The University has sent notification letters to more than 74,000 affected persons and offered them free credit monitoring. Approximately one-third have active UD email accounts and will have received an email notification as well.
Because the FBI investigation is ongoing, we cannot provide detailed information on what happened. But the UD investigation has concluded that one University maintained system was subject to a criminal attack that exploited a vulnerability in software provided to UD by a vendor.

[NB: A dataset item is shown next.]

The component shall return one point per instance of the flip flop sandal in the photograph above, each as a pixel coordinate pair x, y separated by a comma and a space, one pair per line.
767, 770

Several dozen other companies, agencies, and organizations have also been subjected to attacks taking advantage of the same software vulnerability.
The University of Delaware takes information security very seriously. Before our forensic investigation was completed, we began to strengthen our defenses against future cyberattacks.
Additionally, UD is employing a leading data security firm to complete a forensic investigation of the incident to ensure a thorough evaluation of how this breach happened and the most secure path going forward to protect against future attacks.
UD is not passing the costs incurred for the investigation or credit monitoring services to any UD constituency.
The incident at the University of Delaware is neither unique nor the largest security breach in higher education. The University is doing everything it can to help you monitor the risk to your personal information.